Ratings: 6.6/10
Film Class: C+
Genre: Drama
Like Father, Like Son tells the difficult
story of 2 families who had their biological sons mixed up at birth. Raising
someone else’s son as their own unknowingly for 6 years, the hospital called
one day to break the news to them. This movie challenges your decision making ability
and greys the line between what the “right” upbringing of a child should be.

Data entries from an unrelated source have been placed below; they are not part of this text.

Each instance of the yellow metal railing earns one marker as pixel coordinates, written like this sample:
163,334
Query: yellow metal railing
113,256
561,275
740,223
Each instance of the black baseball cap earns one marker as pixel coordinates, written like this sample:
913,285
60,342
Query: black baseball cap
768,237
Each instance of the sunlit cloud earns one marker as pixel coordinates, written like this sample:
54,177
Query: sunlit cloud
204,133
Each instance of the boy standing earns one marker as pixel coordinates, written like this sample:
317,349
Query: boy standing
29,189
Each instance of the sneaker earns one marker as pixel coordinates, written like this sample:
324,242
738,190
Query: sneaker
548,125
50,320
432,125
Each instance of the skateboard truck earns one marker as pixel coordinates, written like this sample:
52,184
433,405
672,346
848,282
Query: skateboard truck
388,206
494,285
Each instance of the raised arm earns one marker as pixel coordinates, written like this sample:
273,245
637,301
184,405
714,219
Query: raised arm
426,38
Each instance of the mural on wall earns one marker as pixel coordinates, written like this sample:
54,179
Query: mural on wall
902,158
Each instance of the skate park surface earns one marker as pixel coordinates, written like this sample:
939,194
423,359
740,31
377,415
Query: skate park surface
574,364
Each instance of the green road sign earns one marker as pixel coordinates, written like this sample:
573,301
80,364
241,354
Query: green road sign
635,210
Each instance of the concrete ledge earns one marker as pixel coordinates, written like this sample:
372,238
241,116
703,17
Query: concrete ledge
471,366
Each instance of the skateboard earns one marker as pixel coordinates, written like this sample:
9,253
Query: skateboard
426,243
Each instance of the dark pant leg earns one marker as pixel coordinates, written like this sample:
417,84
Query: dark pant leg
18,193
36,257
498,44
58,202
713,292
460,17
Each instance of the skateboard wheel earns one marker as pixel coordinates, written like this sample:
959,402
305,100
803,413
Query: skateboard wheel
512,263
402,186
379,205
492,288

Full of dialogue and rather slow paced,
Like Father, Like Son is unlikely to impress. There’s too much of your everyday
human factor, set in a rather realistic scenario which any parent would dread. And
because it touches on such a sensitive topic, it’s the kind of movie people
would rather not watch and hope that such a situation doesn’t happen to them. I,
let curiosity get the better of me.
*major spoilers ahead* I sat through it
hoping to witness an ingenious “solution”, a promising outcome to repair the
broken situation. But I came out defeated. There was no solution, only
grievances. It was realistically unrealistic, such that the events turned out
to be rather extreme, the upbringing and the lives of both parents. It also
portrayed the ugly side of the hospital’s management, though realistic, was too
much for an equilibrated audience to tolerate. It was like blows and blows of
injustice without a “hand of god” to right things. Furthermore, the film seems
to “take sides”.
Just when I thought it was too one-sided, there
was however, a powerful quote towards the end, about how a husband and wife is
not blood related and yet they can still start a family, which really got me
thinking, is blood really thicker than water? Is nurture really more important
than nature?
I didn’t enjoy it because I experienced cognitive
dissonance. On one hand it seemed like the obvious choice to choose your
own flesh and blood, on the other, 6 years of nurturing cannot simply be discredited
just by the appearance of “blood”. Time
is equally priceless as well, the magnitude of love is built by time, yet the
logic of love runs in your veins.
It’s a melodrama that would make your
better days worst, and your worst days better. And I watched it, on a good day.